Writing fantasy fiction is walking a tightrope. On the one hand, if you use too many fantasy clichés - words like "eldritch", "etherial"; characters like pointy-eared elves and gruff, grumpy dwarfs - you're in danger of annoying readers whose tastes run to other genres, not to mention boring readers who read only fantasy, and, which is more, failing to stand out from the fanfic crowd.

On the other hand, slavishly avoid all the clichés, and you will either alienate most of your target audience, or find yourself searching the thesaurus for alternatives and grossly inflating your text with descriptions.

Cliché is good, in moderation. Think of the trouble you'd have describing your main character when he is casting a spell if you can't use the word "glow". Whether "eldritch", "other-worldly" (which is the literal meaning of eldritch, btw), mysterious, supernatural, eerie, wierd, queer (can't really use that one any more), casting magic is almost always associated with a glow of some sort. If you want to avoid this cliché, you have to come up with  a new and refreshing way of indicating that someone is doing magic. It's been tried, with varying degrees of success. 

The problem is that unless your story pivots on this different kind of magic, you'll spend and awful lot of time describing how it works, and not advancing the plot.

The Cliché is Often Right

Eldritch, as I mention above, means "from elsewhere". Usually this is used to mean "beyond the grave". It's wrong to use it if all you mean is "creepy" or "scary". It's right and proper to use it if you mean "other-worldly" or "from beyond the grave" AND creepy and scary. 

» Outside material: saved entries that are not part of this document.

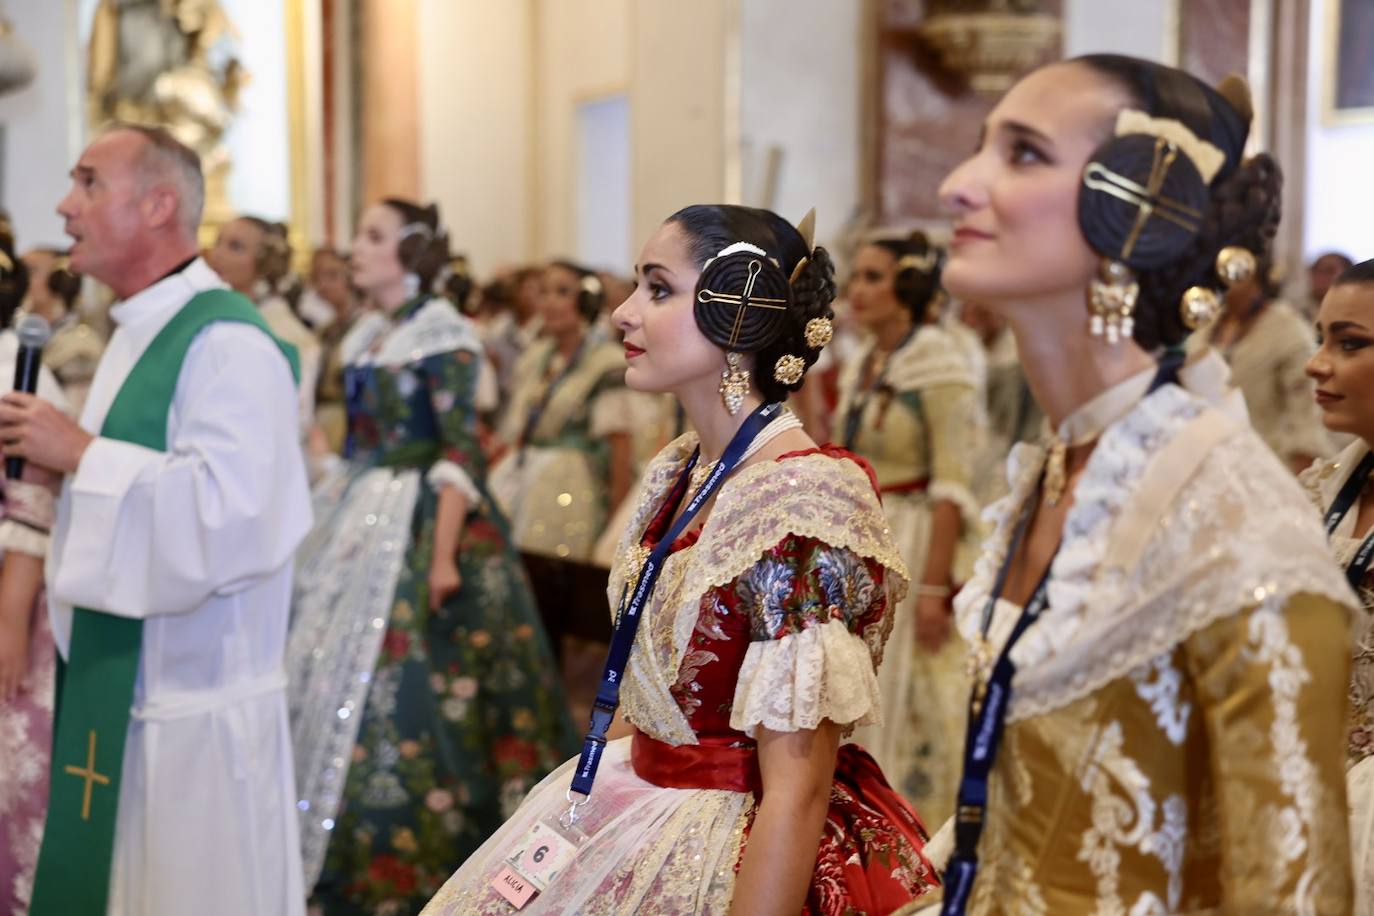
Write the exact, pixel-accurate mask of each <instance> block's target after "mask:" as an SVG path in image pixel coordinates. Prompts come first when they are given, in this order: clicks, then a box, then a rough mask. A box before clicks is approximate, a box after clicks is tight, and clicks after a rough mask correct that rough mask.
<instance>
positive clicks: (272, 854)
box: [0, 126, 311, 916]
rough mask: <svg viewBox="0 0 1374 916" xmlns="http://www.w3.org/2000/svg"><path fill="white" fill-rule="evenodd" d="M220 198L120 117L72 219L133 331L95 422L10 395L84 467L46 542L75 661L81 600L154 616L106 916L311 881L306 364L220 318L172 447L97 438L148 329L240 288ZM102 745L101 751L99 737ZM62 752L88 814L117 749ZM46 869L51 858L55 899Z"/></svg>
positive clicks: (26, 435)
mask: <svg viewBox="0 0 1374 916" xmlns="http://www.w3.org/2000/svg"><path fill="white" fill-rule="evenodd" d="M201 202H202V184H201V173H199V163H198V161H196V159H195V154H194V152H191V151H190V150H187V148H185V147H183V146H181V144H179V143H177V141H176V140H173V139H172V137H170V136H168V135H166V133H165V132H162V130H159V129H144V128H128V126H125V128H115V129H113V130H110V132H107V133H104V135H102V136H100V137H98V139H96V140H95V141H93V143H92V144H91V146H89V147H88V148H87V150H85V151H84V152H82V155H81V159H80V161H78V163H77V166H76V168H74V169H73V188H71V191H70V192H69V195H67V196H66V198H65V199H63V202H62V205H60V206H59V213H60V214H62V216H63V217H65V218H66V227H67V232H69V233H70V235H71V236H73V239H74V243H73V249H71V266H73V269H74V271H77V272H80V273H89V275H91V276H95V277H96V279H100V280H103V282H106V283H109V284H110V286H111V287H113V288H114V290H115V293H117V295H118V297H120V302H117V304H115V306H114V308H113V310H111V319H113V321H114V324H115V325H117V330H115V332H114V336H113V338H111V339H110V345H109V347H107V349H106V352H104V356H103V358H102V361H100V365H99V368H98V371H96V375H95V380H93V383H92V387H91V394H89V400H88V401H87V404H85V409H84V412H82V415H81V417H80V426H77V424H74V423H71V422H70V420H65V419H63V417H62V415H60V413H59V412H56V411H55V409H52V408H49V407H48V405H47V404H45V402H43V401H41V400H38V398H33V397H25V396H15V394H11V396H7V397H5V398H4V400H3V401H0V444H3V448H4V449H5V453H7V455H22V456H25V457H26V459H27V460H30V461H36V463H38V464H44V466H47V467H51V468H54V470H58V471H62V472H65V474H66V475H67V478H66V482H65V485H63V489H62V496H60V500H59V504H58V520H56V526H55V529H54V541H52V549H51V552H49V558H48V596H49V615H51V622H52V629H54V636H55V640H56V643H58V647H59V651H62V654H63V656H67V651H69V640H70V639H71V634H73V608H74V607H76V608H88V611H84V612H89V611H98V612H103V614H104V615H114V617H117V618H129V619H142V621H143V628H142V648H140V650H137V651H139V656H137V674H136V681H135V687H133V699H132V710H131V713H129V720H128V731H126V737H125V744H124V754H122V770H121V776H120V779H118V799H117V817H115V825H114V847H113V856H111V864H110V882H109V895H107V909H106V912H107V913H111V915H118V916H174V915H176V916H180V915H184V913H198V915H205V916H218V915H223V916H245V915H249V913H251V915H275V913H283V915H290V916H295V915H298V913H304V901H305V895H304V889H302V879H301V860H300V843H298V835H297V817H295V812H294V802H295V790H294V784H293V766H291V743H290V739H289V735H287V714H286V700H284V694H283V687H284V684H286V673H284V670H283V666H282V665H283V650H284V644H286V632H287V617H289V599H290V589H291V571H293V566H291V558H293V555H294V552H295V548H297V545H298V542H300V541H301V538H302V537H304V534H305V533H306V530H308V529H309V526H311V508H309V496H308V488H306V475H305V466H304V460H302V455H301V449H300V435H298V422H297V411H295V402H297V396H295V386H294V380H293V375H291V364H290V363H289V358H283V347H282V346H280V343H279V342H278V341H276V339H273V338H272V336H269V335H268V334H267V332H265V331H264V330H262V328H260V327H254V325H251V324H246V323H236V321H232V320H221V321H216V323H212V324H206V325H205V327H203V330H199V331H196V332H195V336H194V339H191V342H190V345H188V347H187V349H185V350H184V360H183V363H181V368H180V372H179V374H177V375H176V376H174V378H176V382H174V394H173V396H172V400H170V407H169V409H168V413H166V439H165V450H157V449H153V448H146V446H143V445H136V444H132V442H128V441H118V439H113V438H104V437H102V435H100V431H102V428H103V426H104V423H106V419H107V412H110V409H111V404H113V402H114V401H115V398H117V393H120V391H121V387H122V386H124V383H125V380H126V378H128V376H129V374H131V371H132V369H133V368H135V367H136V365H137V364H139V361H140V357H143V356H144V352H146V350H147V349H148V347H150V343H153V342H154V339H155V338H158V335H159V332H162V331H164V328H165V327H168V325H169V323H172V321H173V320H174V319H176V317H177V316H179V312H181V309H183V306H185V305H187V302H188V301H191V299H192V297H195V295H196V294H199V293H203V291H206V290H212V288H217V287H221V286H223V284H221V283H220V279H218V277H217V276H216V275H214V272H213V271H210V268H209V266H207V265H206V264H205V261H203V260H201V258H199V257H198V247H196V236H195V229H196V225H198V222H199V211H201ZM183 317H184V316H183ZM81 612H82V611H78V614H81ZM98 617H99V615H98ZM58 715H59V728H60V724H62V721H60V718H62V715H65V713H63V711H62V710H59V713H58ZM91 742H92V757H95V747H93V746H95V732H92V739H91ZM59 747H60V744H59ZM65 764H69V761H63V759H58V761H55V768H56V775H55V777H54V779H55V781H59V780H63V779H67V780H78V781H85V786H84V792H85V808H87V809H89V808H91V806H92V801H91V799H92V797H95V798H99V797H100V792H102V790H104V787H106V786H107V783H100V781H99V777H98V776H96V775H93V772H95V770H98V769H99V764H96V765H91V764H89V762H88V761H85V759H76V761H70V764H71V765H67V766H66V768H65V770H63V765H65ZM88 770H89V772H88ZM52 810H54V812H56V810H58V809H56V808H54V809H52ZM84 814H85V812H82V816H84ZM58 829H66V828H65V827H55V825H54V814H52V813H49V818H48V832H49V834H52V832H54V831H58ZM47 843H48V840H47V839H45V853H47ZM43 880H44V865H43V862H41V861H40V875H38V887H37V889H36V897H34V904H36V913H37V912H38V911H37V906H38V905H40V897H41V895H43V893H44V889H43ZM69 905H70V904H69Z"/></svg>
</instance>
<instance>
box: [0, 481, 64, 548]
mask: <svg viewBox="0 0 1374 916" xmlns="http://www.w3.org/2000/svg"><path fill="white" fill-rule="evenodd" d="M52 518H54V499H52V492H51V490H48V489H47V488H44V486H40V485H37V483H27V482H25V481H5V482H4V483H3V485H0V553H5V552H8V551H15V552H16V553H27V555H29V556H37V558H43V556H47V553H48V531H49V530H51V529H52Z"/></svg>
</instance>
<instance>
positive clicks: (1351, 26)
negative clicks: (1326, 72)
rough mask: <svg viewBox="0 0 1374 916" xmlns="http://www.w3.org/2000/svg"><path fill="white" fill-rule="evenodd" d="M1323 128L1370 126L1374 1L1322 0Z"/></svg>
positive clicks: (1352, 0) (1372, 0)
mask: <svg viewBox="0 0 1374 916" xmlns="http://www.w3.org/2000/svg"><path fill="white" fill-rule="evenodd" d="M1326 4H1327V10H1326V49H1327V54H1330V63H1329V65H1327V73H1326V99H1325V104H1323V111H1322V119H1323V121H1325V122H1326V124H1374V0H1326Z"/></svg>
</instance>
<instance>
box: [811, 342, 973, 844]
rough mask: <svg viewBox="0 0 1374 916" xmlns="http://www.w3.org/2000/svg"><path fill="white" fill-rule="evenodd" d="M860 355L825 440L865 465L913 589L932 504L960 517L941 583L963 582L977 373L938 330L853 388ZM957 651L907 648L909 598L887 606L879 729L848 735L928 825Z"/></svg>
mask: <svg viewBox="0 0 1374 916" xmlns="http://www.w3.org/2000/svg"><path fill="white" fill-rule="evenodd" d="M871 358H872V345H871V343H870V345H868V346H866V347H863V349H861V350H860V352H859V353H857V354H856V357H855V358H853V360H852V361H851V363H848V364H846V365H845V367H844V369H842V371H841V375H840V401H838V409H837V412H835V416H837V427H835V434H837V435H838V437H844V438H846V439H851V438H852V441H846V442H845V448H851V449H853V450H855V452H856V453H859V455H861V456H864V459H867V460H868V463H870V464H871V466H872V468H874V472H875V474H877V477H878V486H879V488H881V490H882V508H883V512H885V515H886V516H888V523H889V525H890V526H892V537H893V540H894V541H896V544H897V549H899V551H900V552H901V558H903V559H904V560H905V563H907V569H908V570H910V571H911V577H912V581H919V578H921V574H922V571H923V570H925V564H926V552H927V551H929V547H930V512H932V507H933V505H934V504H936V503H937V501H941V500H949V501H952V503H954V504H955V505H956V507H958V508H959V516H960V522H962V526H963V534H962V537H960V544H959V547H958V548H956V551H955V564H954V569H952V570H951V575H952V580H954V582H955V584H958V582H962V581H965V580H966V578H967V577H969V573H970V571H971V566H973V558H974V555H976V552H977V545H978V542H980V541H981V522H980V505H978V503H977V500H976V499H974V497H973V492H971V490H970V486H971V479H970V478H971V474H973V461H971V456H973V455H976V453H977V452H978V449H980V444H981V441H982V438H984V420H982V408H981V405H980V402H978V389H977V380H976V376H974V374H973V371H971V368H970V365H969V363H967V361H966V360H965V358H963V357H962V356H960V350H959V346H958V343H956V342H955V339H954V338H952V336H951V335H949V332H948V331H947V330H945V328H943V327H940V325H937V324H927V325H923V327H921V328H918V330H916V331H915V332H914V334H912V335H911V338H910V339H908V341H907V342H905V343H904V345H901V346H899V347H897V349H896V350H894V352H893V353H892V356H890V357H889V360H888V365H886V367H883V371H882V372H881V374H879V378H878V379H877V382H874V385H871V386H870V387H868V389H867V390H864V389H863V379H864V375H866V367H867V365H868V363H870V361H871ZM851 428H852V430H853V435H852V437H851V435H849V430H851ZM965 651H966V647H965V643H963V639H962V637H959V634H958V633H951V639H949V640H947V641H945V644H944V647H943V648H941V650H940V651H938V652H929V651H926V650H925V648H921V647H919V645H918V644H916V592H915V589H912V591H911V593H908V596H907V599H905V600H903V602H901V603H900V604H899V606H897V607H896V608H894V612H893V628H892V641H890V644H889V648H888V655H886V659H885V661H883V665H882V667H881V669H879V670H878V683H879V684H881V687H882V706H883V718H885V721H886V725H885V726H882V728H860V729H859V731H857V732H856V736H855V740H857V742H859V743H860V744H863V746H864V747H866V748H868V751H870V753H871V754H872V755H874V758H875V759H877V761H878V764H879V765H881V766H882V770H883V773H886V776H888V779H889V780H890V781H892V784H893V787H894V788H897V791H900V792H901V794H903V795H905V798H907V799H908V801H910V802H911V803H912V805H914V806H915V808H916V810H918V812H919V813H921V816H922V817H923V818H926V823H929V824H941V823H943V821H944V820H945V818H947V817H949V814H952V813H954V798H955V791H956V788H958V780H959V761H960V754H962V750H963V729H965V711H966V702H967V696H969V678H967V676H966V673H965Z"/></svg>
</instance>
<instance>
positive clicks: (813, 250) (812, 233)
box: [787, 207, 816, 284]
mask: <svg viewBox="0 0 1374 916" xmlns="http://www.w3.org/2000/svg"><path fill="white" fill-rule="evenodd" d="M797 232H798V233H800V235H801V240H802V242H805V243H807V254H805V257H802V258H801V261H797V266H794V268H793V269H791V276H790V277H787V283H789V284H790V283H796V282H797V277H800V276H801V272H802V271H805V269H807V265H808V264H811V258H812V255H813V254H815V251H816V207H811V209H809V210H807V216H804V217H801V222H798V224H797Z"/></svg>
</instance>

Unnatural is often a much more unsettling word than "supernatural". Supernatural is now so over used that it is almost impossible to say it with a straight face. Indeed, many readers take it to be the author saying: "use your imagination, I can't be bothered to". Hiding it behind near-similes like "preternatural" or "eldritch" just looks cheap, or plain wrong. Theres a significant difference of denotation between super- and preter- natural. Supernatural denotes "above or beyond the natural". Preternatural denotes "more than is usually natural". There need be no magic behind it at all, although there can. If Herman the Hero is the greatest swordsman in the known world, then his skill is preternatural. If his arch enemy, Dave the Dark Lord gets his amazing skill with a Poleaxe from the Amulet of Totally Amazing Skill with a Poleaxe, then his skill is supernatural.

Use the cliché words with precision, and they cease to be jarring and irritating. Don't be afraid to use them repeatedly if they mean exactly what you want them to mean.